アメリア会員インタビュー

子育て中は時間のやりくりに苦戦。将来的な方向性を考え、軌道修正の決断も。

岡田 :大学卒業後、順調にフリーランスへの出だしを切ってから、15年以上翻訳のお仕事をされている藤井さん。今は子育てをしながらのお仕事ということですが、在宅ワークと子育ての両立はいかがですか?

藤井 :今は子どもが小学生になったので、以前に比べればだいぶ楽になりました。でも子どもが小さいうちはほんとうにたいへんでしたね。いまだに思うけど、仕事よりも小さな子どもの子育てのほうがたいへん(笑)。赤ちゃんを抱えての仕事は思うようにいかないことの連続ですから。

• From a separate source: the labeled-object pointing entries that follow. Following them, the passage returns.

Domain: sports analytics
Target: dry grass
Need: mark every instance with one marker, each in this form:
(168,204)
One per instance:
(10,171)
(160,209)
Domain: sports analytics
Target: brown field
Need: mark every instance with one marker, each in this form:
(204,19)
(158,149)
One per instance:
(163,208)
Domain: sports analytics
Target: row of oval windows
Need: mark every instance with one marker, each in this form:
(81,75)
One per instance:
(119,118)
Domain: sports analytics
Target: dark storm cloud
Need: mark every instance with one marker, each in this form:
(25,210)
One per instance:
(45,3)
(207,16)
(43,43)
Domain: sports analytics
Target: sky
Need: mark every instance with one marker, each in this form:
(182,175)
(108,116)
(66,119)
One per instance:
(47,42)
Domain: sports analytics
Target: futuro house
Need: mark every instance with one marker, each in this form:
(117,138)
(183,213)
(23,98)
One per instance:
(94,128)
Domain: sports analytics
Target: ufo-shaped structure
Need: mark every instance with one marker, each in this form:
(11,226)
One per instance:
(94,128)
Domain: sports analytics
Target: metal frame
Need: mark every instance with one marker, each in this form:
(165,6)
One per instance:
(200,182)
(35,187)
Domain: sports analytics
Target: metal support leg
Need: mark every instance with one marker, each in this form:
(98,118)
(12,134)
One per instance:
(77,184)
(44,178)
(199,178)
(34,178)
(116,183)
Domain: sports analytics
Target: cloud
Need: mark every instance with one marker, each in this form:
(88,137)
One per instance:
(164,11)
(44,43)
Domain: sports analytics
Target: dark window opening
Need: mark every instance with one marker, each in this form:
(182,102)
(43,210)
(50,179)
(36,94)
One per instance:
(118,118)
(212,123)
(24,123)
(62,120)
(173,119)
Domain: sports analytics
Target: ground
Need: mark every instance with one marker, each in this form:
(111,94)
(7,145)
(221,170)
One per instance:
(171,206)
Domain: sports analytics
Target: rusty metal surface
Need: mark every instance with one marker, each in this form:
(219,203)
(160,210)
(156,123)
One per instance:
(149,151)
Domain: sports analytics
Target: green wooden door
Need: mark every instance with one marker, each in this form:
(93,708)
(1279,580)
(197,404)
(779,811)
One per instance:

岡田 :産後どれくらいでお仕事に復帰されたんですか?

藤井 :3ヶ月目くらいだったと思います。フリーランスなので産後だからといって何ヶ月も仕事を休むのは不安がありました。そうは言っても生後2ヶ月くらいはいろいろとたいへんだろうと思い、3ヶ月めくらいから仕事を請け始めたんです。でも現実は……考えが甘かった(笑)。「赤ちゃんは3ヶ月くらいしたらよく寝る」って聞いていたのになかなか寝なくて……。でも焦っても悩んでも、請けている仕事は必ず終わらせなければならない。クライアントの信用は得るのも大変なことですが、一度失った信用を取り戻すのはもっと難しい。だからなんとか時間をやりくりしながら仕事していましたね。昼間は子どもにとことん付き合って、夜8時くらいに一緒に寝て、夜中に起きて朝まで仕事、というような生活を何年間も続けたように思います。

岡田 :それは体力的に厳しい生活ですね。世間では「在宅ワークは子育てママにとって理想」のように言いますが、子育てをしながら締め切りに追われる生活はタフでないと難しそうです。

藤井 :今思えば産後の躁状態でできたんじゃないかなと(笑)。今はそこまでできるかどうか疑問です。そうそう、当時は体力的にきつかったのもありましたが、仕事の方向性でも悩むこともありました。

岡田 :方向性というと?

藤井 :その頃、レギュラー番組の仕事を続けていたんですが、それがスポーツ系の番組だったんです。定期収入になり、本当にありがたかったんですが、私は個人的にスポーツ系の道を極める意志がなくて……。悩んだ末、先を考えてレギュラーを外していただき、ドラマなどの仕事をいただけるよう軌道修正する決心をしました。でも仕事が減った時期があり、もうダメかと思うことも……。その頃は30代でしたが、もし40歳になっても先が見えなかったら、仕事を考え直さないといけないかなと思うことがありました。あきらめることも必要かな、と。そんな頃にアメリアの会員になって、求人欄を通じてトライアルを受け、SFのドラマシリーズや字幕製作のディレクション的なお仕事などをいただけるようになりました。そのうちにヒンディー語の映画も注目を浴びるようになり、だんだんと軌道修正されてきた感があります。

岡田 :なるほど。子育てをしながらキャリアの思い切った軌道修正はストレスもあったことと思います。

藤井 :そうですね。当時は悩みました。でも今はそこで軌道修正しておいて本当によかったと思っています。進みたかったのはドラマや映画といった映像翻訳でしたから。吹き替えのテクニックも磨きたくて、フェロー・アカデミーの吹き替えのクラスに通った時期もありました。

岡田 :すでに翻訳のキャリアがあるのに、さらに学んで磨きをかけたんですね。ヒンディー語の翻訳と英語の翻訳、そして子育てと吹き替えの講座。お忙しいながらも充実した時間を過ごされてきたのがわかります。